The 2011 annual meeting season is the first to see the implementation of evidence of the effect of new “say-on-pay” rules, introduced as part of last year’s Dodd-Frank financial reforms.

Nearly 40 companies, including AT&T, Walt Disney and OfficeMax, have eliminated tax breaks that have seen them take on executive tax bills under some circumstances.

At the same time, General Electric has lengthened and toughened the terms of the share option plan for Jeff Immelt, its chief executive, responding to shareholder criticism ahead of Wednesday’s annual meeting.

A portion of the $7.4m option award that would have vested in 2013 was pushed back to 2015, and the entire award only vests if the company meets performance targets.

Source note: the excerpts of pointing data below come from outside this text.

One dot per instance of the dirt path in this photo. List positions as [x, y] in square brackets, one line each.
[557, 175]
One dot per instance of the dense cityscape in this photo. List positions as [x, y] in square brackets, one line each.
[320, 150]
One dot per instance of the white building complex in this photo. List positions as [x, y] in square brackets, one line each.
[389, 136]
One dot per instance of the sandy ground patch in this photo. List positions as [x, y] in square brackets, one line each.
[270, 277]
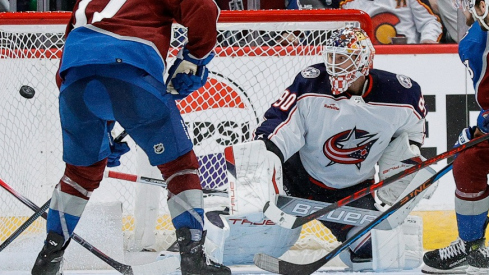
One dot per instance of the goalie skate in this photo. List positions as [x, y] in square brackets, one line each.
[449, 260]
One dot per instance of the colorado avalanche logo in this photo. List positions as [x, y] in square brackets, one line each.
[349, 147]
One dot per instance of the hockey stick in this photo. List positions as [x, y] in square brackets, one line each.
[290, 205]
[156, 182]
[25, 225]
[275, 265]
[164, 266]
[288, 221]
[344, 215]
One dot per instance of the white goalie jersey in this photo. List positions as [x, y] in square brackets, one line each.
[341, 138]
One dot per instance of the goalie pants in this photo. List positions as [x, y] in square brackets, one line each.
[298, 183]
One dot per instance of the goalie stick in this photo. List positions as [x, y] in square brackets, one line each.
[272, 264]
[156, 182]
[290, 221]
[290, 205]
[25, 225]
[164, 266]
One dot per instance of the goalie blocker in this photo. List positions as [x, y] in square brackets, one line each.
[255, 177]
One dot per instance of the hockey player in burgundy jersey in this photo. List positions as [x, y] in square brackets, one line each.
[469, 253]
[335, 123]
[112, 70]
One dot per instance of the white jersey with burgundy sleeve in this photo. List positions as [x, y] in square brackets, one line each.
[341, 138]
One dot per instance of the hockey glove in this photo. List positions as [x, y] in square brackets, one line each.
[483, 121]
[117, 149]
[187, 74]
[465, 136]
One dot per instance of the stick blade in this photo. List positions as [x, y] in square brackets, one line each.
[165, 266]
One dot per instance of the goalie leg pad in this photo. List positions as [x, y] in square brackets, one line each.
[398, 249]
[235, 240]
[254, 176]
[398, 156]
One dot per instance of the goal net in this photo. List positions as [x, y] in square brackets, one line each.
[257, 56]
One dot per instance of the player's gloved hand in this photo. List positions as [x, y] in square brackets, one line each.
[465, 136]
[483, 121]
[187, 74]
[117, 149]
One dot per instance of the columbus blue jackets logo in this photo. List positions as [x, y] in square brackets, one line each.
[310, 72]
[349, 147]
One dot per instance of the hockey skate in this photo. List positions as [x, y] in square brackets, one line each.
[193, 259]
[449, 260]
[478, 258]
[50, 259]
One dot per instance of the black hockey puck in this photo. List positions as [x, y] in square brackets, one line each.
[27, 91]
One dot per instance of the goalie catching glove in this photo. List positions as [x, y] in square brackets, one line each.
[187, 74]
[398, 156]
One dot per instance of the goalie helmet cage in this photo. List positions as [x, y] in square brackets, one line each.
[258, 55]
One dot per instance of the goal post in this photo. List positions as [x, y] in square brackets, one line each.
[258, 54]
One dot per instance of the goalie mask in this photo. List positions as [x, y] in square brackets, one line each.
[469, 5]
[348, 55]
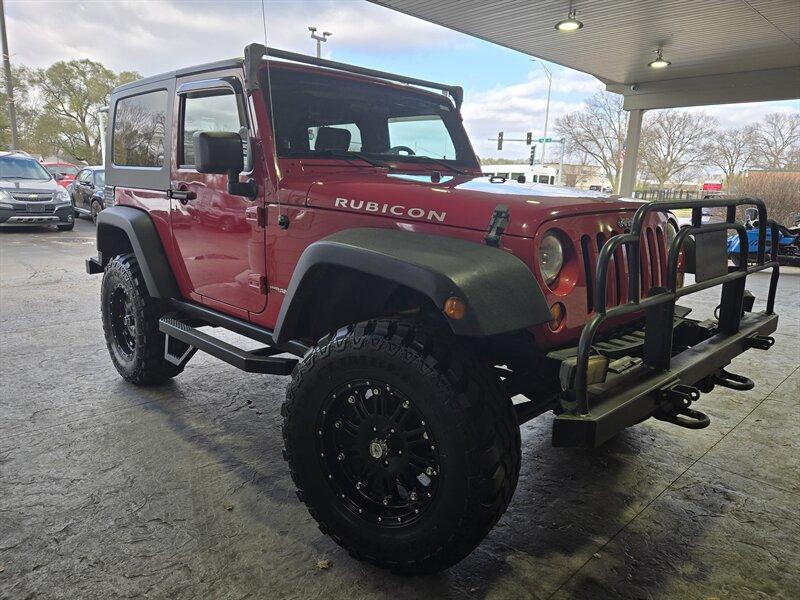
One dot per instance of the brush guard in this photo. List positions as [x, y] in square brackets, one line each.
[662, 384]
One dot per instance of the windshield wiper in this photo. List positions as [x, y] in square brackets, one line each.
[353, 154]
[437, 162]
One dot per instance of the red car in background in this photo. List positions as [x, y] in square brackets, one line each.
[63, 172]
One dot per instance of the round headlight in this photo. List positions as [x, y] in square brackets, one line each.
[551, 257]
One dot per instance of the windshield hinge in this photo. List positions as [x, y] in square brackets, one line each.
[497, 225]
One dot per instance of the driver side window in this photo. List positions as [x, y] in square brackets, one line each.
[216, 110]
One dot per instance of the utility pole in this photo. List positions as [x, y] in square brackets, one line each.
[547, 109]
[12, 111]
[319, 38]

Companies are also reducing multiples of salary paid to chief executives as part of severance packages, and are adopting provisions to claw back bonus payments at a later date. Of the 79 companies disclosing clawbacks for executives, 34 adopted or enhanced these recently, according to ClearBridge.

Disclosure of pay in proxy materials, the documents sent out to investors before annual meetings, has improved. “Companies have taken it upon themselves to think about what their story is,” said Robin Ferracone of Farient Advisors, a consultancy.

GE put a summary of its pay programme at the start of its proxy statement.

Several companies, including Kimberly-Clark and Lockheed Martin, have anticipated future requirements of say-on-pay rules by adding a comparison of total shareholder returns to chief executive pay.